Seit 2007 macht Deutschland die Erteilung eines Visums für den Ehegattennachzug von Drittstaatsangehörigen grundsätzlich davon abhängig, dass sich der nachzugswillige Ehegatte zumindest auf einfache Art in deutscher Sprache verständigen kann. Diese neue Bedingung soll Zwangsverheiratungen verhindern und die Integration erleichtern.
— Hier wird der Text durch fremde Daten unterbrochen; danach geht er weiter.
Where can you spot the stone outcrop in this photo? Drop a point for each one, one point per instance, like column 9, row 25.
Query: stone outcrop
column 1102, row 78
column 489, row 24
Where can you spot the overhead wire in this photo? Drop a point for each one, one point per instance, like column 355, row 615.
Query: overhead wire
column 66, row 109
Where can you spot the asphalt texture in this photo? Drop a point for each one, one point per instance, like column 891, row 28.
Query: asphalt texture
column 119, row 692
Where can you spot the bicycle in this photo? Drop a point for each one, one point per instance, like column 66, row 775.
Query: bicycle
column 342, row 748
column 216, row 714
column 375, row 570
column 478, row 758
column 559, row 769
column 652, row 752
Ein solches Spracherfordernis erschwert eine Familienzusammenführung, indem es die Voraussetzungen für eine erstmalige Aufnahme des Ehegatten eines türkischen Staatsangehörigen im Hoheitsgebiet des betreffenden Mitgliedstaats im Vergleich zu den Vorschriften verschärft, die galten, als die Stillhalteklausel in Kraft trat. Eine solche Regelung stellt eine neue Beschränkung der Ausübung der Niederlassungsfreiheit durch die türkischen Staatsangehörigen im Sinne dieser Klausel dar.
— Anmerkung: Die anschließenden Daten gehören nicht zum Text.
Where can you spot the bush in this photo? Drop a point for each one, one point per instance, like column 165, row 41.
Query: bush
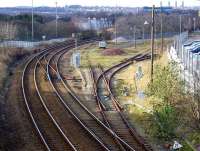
column 168, row 91
column 166, row 84
column 164, row 122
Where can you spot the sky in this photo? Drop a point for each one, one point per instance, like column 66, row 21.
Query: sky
column 132, row 3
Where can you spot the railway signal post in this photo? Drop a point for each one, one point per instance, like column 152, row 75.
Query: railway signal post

Der Gerichtshof hebt hervor, dass die Familienzusammenführung ein unerlässliches Mittel zur Ermöglichung des Familienlebens türkischer Erwerbstätiger ist, die dem Arbeitsmarkt der Mitgliedstaaten angehören, und sowohl zur Verbesserung der Qualität ihres Aufenthalts als auch zur Förderung ihrer Integration in diesen Staaten beiträgt.